OPINIÃO
30/03/2014 06:00 -03 | Atualizado 26/01/2017 21:16 -02

O que eu aprendi com a ditadura

Era 1969. Alguém me pegou pela mão para ir até a Alameda Casa Branca, a poucas quadras da casa dos meus avós, para ver o "terrorista morto". As pessoas se amontoavam ao redor do fusca azul com vidros quebrados e marcas de balas. Aquela curiosidade mórbida me deu medo. No almoço em família (era um sábado), o prato do dia foi a emboscada espetaculosa da polícia que resultou na morte de Carlos Marighella. Eu tinha oito anos e nunca esqueci.

Era 1975. Meu pai jogava bocha no Círculo Militar de São Paulo, clube do qual ganhara um título por ter cursado escola militar. Era tenente da reserva e dentista da Polícia Federal. Num dia ensolarado, ele conversava com um cidadão fardado e de cabelos brancos. "João, mataram um comunista aí na frente. Jornalista. Foi cagada. O Ednardo vai cair por isso e o Dilermando assume." O milico era partidário do general Ednardo D'Ávila Melo, comandante do II Exército quando Herzog morreu. Senti aquele medo de não sei do quê de novo.

Minha prima namorava um estudante de jornalismo. Contei o caso e soube o contexto. Os milicos tinham torturado e assassinado o jornalista Vladimir Herzog. E que havia uma ditadura militar no País, muita gente tinha desaparecido, Argentina e Chile sofriam sob ditaduras sangrentas. Fiquei me perguntando se meu pai fazia parte de tudo aquilo. Durante o almoço, perguntei se ele também torturava gente no Presídio do Hipódromo, onde atendia. Fez-se um silêncio imenso. Ele enfim falou que não torturava ninguém, mas via coisas terríveis. Contou que presos políticos eram torturados com motorzinho no canal do dente, porque não deixava marcas, e esticados no pau de arara. Afirmou que era democrata e se esquivava desses atos criminosos.

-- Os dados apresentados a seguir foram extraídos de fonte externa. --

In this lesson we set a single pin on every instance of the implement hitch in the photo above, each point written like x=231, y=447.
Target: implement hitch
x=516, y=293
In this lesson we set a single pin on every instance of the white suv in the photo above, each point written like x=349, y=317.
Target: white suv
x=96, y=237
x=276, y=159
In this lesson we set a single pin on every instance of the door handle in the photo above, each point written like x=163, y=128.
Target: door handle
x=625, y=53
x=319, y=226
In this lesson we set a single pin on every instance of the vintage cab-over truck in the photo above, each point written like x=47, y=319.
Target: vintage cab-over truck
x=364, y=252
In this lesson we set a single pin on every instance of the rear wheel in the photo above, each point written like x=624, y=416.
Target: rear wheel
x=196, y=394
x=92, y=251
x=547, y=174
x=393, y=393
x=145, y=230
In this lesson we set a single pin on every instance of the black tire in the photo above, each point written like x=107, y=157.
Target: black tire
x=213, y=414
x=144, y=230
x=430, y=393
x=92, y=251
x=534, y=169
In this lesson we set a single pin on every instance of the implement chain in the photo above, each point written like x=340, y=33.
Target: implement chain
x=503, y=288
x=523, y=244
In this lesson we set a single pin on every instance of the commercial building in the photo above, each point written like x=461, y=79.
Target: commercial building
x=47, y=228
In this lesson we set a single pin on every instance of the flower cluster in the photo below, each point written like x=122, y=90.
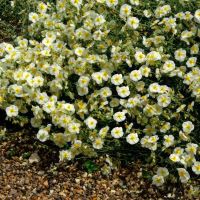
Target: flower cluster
x=95, y=73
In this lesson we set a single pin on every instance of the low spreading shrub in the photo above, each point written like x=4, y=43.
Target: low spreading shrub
x=95, y=76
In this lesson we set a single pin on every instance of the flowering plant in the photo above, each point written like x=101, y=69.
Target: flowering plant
x=95, y=73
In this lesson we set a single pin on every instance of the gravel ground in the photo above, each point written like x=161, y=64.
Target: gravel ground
x=43, y=180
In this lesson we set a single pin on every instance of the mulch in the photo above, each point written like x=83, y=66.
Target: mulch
x=19, y=179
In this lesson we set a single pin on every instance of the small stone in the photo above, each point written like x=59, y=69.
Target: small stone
x=34, y=158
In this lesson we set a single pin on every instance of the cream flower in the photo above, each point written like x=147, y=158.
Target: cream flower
x=123, y=91
x=125, y=10
x=188, y=127
x=12, y=111
x=132, y=138
x=117, y=132
x=169, y=140
x=180, y=55
x=65, y=155
x=98, y=143
x=164, y=100
x=135, y=75
x=183, y=175
x=162, y=171
x=117, y=79
x=91, y=122
x=43, y=135
x=140, y=57
x=196, y=168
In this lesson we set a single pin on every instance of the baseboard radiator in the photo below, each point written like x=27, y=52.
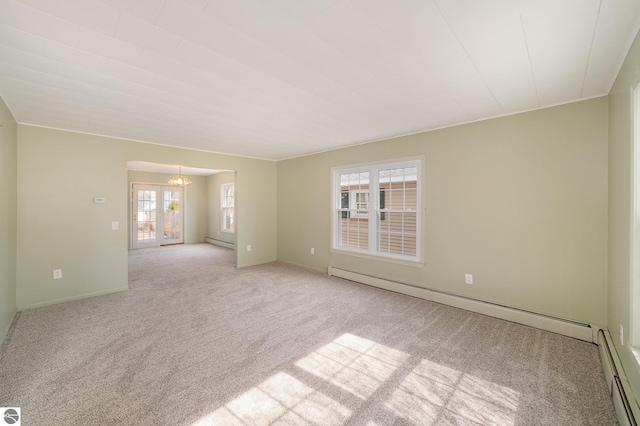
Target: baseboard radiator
x=557, y=325
x=623, y=398
x=220, y=243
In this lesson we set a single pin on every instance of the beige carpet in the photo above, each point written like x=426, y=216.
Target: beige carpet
x=197, y=342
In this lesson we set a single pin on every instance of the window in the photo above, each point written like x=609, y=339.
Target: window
x=377, y=210
x=227, y=205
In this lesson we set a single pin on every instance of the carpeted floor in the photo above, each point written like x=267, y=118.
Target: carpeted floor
x=197, y=342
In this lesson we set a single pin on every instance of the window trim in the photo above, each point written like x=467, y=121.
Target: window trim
x=223, y=207
x=374, y=200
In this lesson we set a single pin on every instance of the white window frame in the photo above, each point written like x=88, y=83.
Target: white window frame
x=224, y=208
x=374, y=201
x=353, y=203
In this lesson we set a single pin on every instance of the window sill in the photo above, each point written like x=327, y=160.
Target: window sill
x=379, y=258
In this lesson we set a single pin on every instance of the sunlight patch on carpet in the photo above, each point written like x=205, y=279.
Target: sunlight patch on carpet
x=434, y=392
x=354, y=364
x=280, y=399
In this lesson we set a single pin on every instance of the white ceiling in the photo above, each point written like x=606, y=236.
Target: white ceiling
x=144, y=166
x=276, y=79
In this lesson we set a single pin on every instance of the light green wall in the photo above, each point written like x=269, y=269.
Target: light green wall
x=197, y=202
x=520, y=202
x=8, y=195
x=59, y=226
x=620, y=187
x=214, y=228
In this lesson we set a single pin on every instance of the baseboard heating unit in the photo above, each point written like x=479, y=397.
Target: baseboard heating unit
x=619, y=389
x=220, y=243
x=556, y=325
x=623, y=398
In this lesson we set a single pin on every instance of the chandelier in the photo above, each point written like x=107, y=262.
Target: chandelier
x=179, y=180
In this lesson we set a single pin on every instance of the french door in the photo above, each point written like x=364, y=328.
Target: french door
x=158, y=213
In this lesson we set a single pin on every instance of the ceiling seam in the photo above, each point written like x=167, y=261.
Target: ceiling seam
x=526, y=43
x=593, y=37
x=469, y=57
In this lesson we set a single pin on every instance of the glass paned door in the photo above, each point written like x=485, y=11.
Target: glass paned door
x=157, y=215
x=172, y=215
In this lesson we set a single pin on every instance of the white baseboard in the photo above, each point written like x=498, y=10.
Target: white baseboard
x=68, y=299
x=556, y=325
x=220, y=243
x=620, y=390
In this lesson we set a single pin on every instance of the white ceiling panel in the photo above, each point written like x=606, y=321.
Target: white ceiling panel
x=87, y=13
x=285, y=78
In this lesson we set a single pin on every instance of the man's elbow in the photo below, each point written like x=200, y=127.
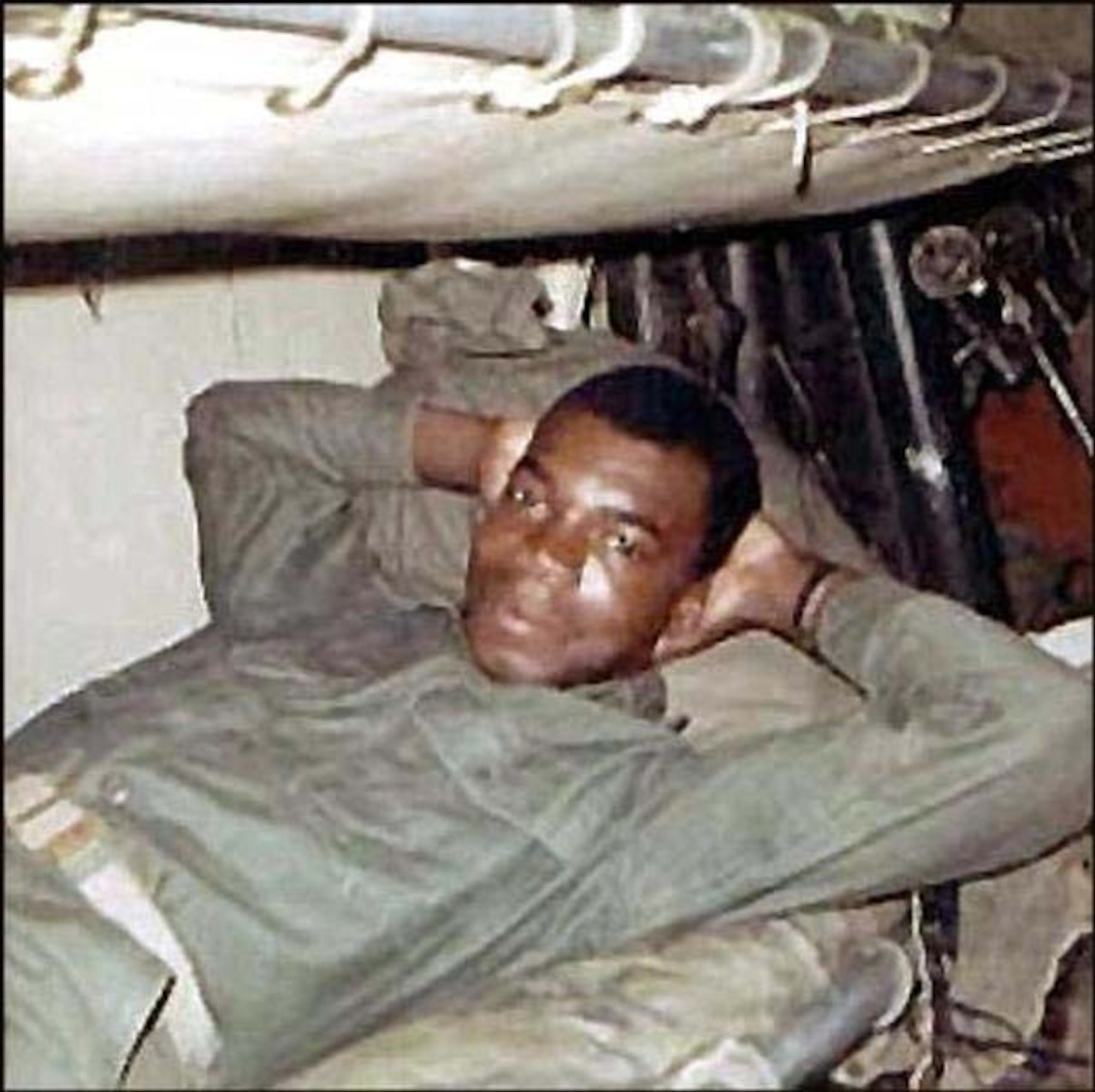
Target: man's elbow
x=1058, y=755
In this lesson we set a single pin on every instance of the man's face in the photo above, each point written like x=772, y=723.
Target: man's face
x=575, y=568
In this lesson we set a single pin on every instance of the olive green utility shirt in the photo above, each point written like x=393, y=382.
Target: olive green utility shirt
x=340, y=817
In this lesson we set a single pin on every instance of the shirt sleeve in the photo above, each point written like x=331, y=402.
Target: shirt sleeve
x=281, y=473
x=973, y=751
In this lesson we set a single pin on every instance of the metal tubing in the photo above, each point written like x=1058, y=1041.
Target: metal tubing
x=704, y=46
x=872, y=987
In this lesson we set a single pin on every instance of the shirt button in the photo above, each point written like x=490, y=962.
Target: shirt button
x=115, y=789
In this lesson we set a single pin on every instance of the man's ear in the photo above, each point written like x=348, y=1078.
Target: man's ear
x=685, y=630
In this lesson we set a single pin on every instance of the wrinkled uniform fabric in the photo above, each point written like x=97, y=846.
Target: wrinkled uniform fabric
x=340, y=816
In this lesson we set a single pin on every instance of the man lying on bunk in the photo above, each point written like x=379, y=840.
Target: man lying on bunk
x=337, y=798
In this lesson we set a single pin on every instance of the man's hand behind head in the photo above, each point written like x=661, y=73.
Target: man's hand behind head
x=758, y=586
x=508, y=439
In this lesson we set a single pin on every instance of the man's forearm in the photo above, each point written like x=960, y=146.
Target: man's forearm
x=450, y=447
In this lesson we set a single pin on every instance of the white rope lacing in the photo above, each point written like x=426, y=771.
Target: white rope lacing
x=1062, y=144
x=964, y=116
x=327, y=74
x=504, y=86
x=885, y=104
x=536, y=94
x=62, y=74
x=689, y=106
x=1019, y=128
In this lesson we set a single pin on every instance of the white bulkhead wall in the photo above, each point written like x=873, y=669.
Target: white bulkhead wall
x=100, y=538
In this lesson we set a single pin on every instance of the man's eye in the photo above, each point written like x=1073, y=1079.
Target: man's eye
x=624, y=543
x=523, y=496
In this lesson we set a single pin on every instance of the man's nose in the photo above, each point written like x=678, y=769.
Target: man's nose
x=561, y=549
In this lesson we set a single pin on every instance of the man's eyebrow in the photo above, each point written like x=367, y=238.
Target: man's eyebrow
x=634, y=519
x=531, y=465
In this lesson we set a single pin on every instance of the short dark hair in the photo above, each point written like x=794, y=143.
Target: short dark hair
x=673, y=410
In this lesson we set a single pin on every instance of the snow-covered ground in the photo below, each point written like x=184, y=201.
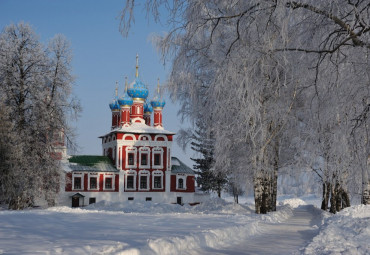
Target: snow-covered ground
x=214, y=227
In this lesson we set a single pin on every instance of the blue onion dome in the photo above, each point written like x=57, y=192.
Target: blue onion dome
x=158, y=101
x=114, y=106
x=125, y=99
x=148, y=108
x=138, y=90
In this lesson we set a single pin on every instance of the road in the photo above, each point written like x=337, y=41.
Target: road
x=277, y=238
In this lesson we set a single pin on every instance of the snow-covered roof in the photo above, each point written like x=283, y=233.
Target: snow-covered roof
x=139, y=128
x=91, y=163
x=178, y=167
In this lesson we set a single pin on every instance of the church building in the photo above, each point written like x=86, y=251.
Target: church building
x=137, y=162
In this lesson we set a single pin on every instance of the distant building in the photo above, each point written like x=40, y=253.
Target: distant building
x=137, y=163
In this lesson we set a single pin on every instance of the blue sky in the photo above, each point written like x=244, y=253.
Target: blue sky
x=101, y=56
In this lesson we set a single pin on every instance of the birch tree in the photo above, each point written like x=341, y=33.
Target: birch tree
x=252, y=59
x=35, y=91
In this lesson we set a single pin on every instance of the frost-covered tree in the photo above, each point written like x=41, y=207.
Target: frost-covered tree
x=252, y=60
x=35, y=92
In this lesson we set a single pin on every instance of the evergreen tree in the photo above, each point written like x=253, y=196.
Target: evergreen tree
x=208, y=178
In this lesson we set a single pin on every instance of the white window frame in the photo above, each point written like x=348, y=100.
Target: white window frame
x=78, y=175
x=141, y=138
x=165, y=139
x=130, y=173
x=113, y=182
x=183, y=177
x=146, y=174
x=95, y=175
x=157, y=173
x=134, y=151
x=157, y=150
x=144, y=150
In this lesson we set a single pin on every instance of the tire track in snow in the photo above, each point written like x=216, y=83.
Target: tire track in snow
x=286, y=237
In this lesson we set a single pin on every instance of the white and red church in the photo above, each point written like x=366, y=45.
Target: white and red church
x=137, y=163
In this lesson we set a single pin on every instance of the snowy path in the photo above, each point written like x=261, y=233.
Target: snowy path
x=277, y=238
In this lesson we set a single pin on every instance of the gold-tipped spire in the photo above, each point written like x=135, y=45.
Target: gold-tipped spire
x=126, y=86
x=158, y=88
x=137, y=66
x=116, y=88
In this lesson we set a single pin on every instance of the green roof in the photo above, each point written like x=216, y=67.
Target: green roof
x=88, y=160
x=178, y=167
x=91, y=163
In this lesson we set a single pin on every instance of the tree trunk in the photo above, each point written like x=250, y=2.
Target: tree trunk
x=325, y=196
x=345, y=199
x=257, y=185
x=333, y=199
x=274, y=178
x=365, y=197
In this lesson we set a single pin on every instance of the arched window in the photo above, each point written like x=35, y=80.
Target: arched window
x=181, y=183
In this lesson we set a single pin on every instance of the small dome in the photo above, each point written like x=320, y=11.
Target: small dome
x=158, y=103
x=114, y=105
x=125, y=100
x=157, y=99
x=148, y=108
x=138, y=90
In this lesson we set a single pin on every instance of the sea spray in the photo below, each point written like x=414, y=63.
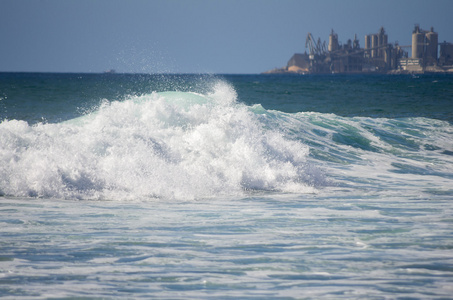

Era 1979. Eu estudava jornalismo na Universidade de Taubaté. Naquele ano, ressuscitamos o Diretório Central de Estudantes e mobilizamos a universidade para reconstruir a União Nacional dos Estudantes (UNE). Quando cheguei em casa, na volta do congresso de reconstrução da entidade, encontrei os restos de uma fogueira de papéis. Minha mãe tinha colocado fogo nos meus livros, gibis e os tablóides Pasquim, Movimento, Opinião, Versus. Foi tudo embora. Passei a esconder os livros.

Na Universidade, uma autarquia municipal, nos opúnhamos aos aumentos de mensalidade que expulsavam centenas e pedíamos prestação de contas do dinheiro público ali investido. Cerca de 5 mil estudantes foram à greve. Num dos últimos rompantes de autoritarismo na virada da década de 1980, dez lideranças estudantis foram desligadas de seus cursos. Por deferência ao meu pai, que era da polícia, eu poderia ser reintegrada à escola se pedisse desculpas publicamente, o que me neguei a fazer. Chorei muito, fui embora de casa. Perdi três anos de faculdade, arrumei emprego de recepcionista e vaga em outra escola quase um ano depois.

A partir da repressão estabelecida no país, a ditadura me ensinou o que é censura, corrupção, inflação, tortura, sequestro, assassinato político. Com a volta dos exilados, conheci pessoas barbaramente torturadas e marcadas para a vida toda. Os artífices desses horrores têm uma dívida impagável com a sociedade brasileira. Das que não prescrevem.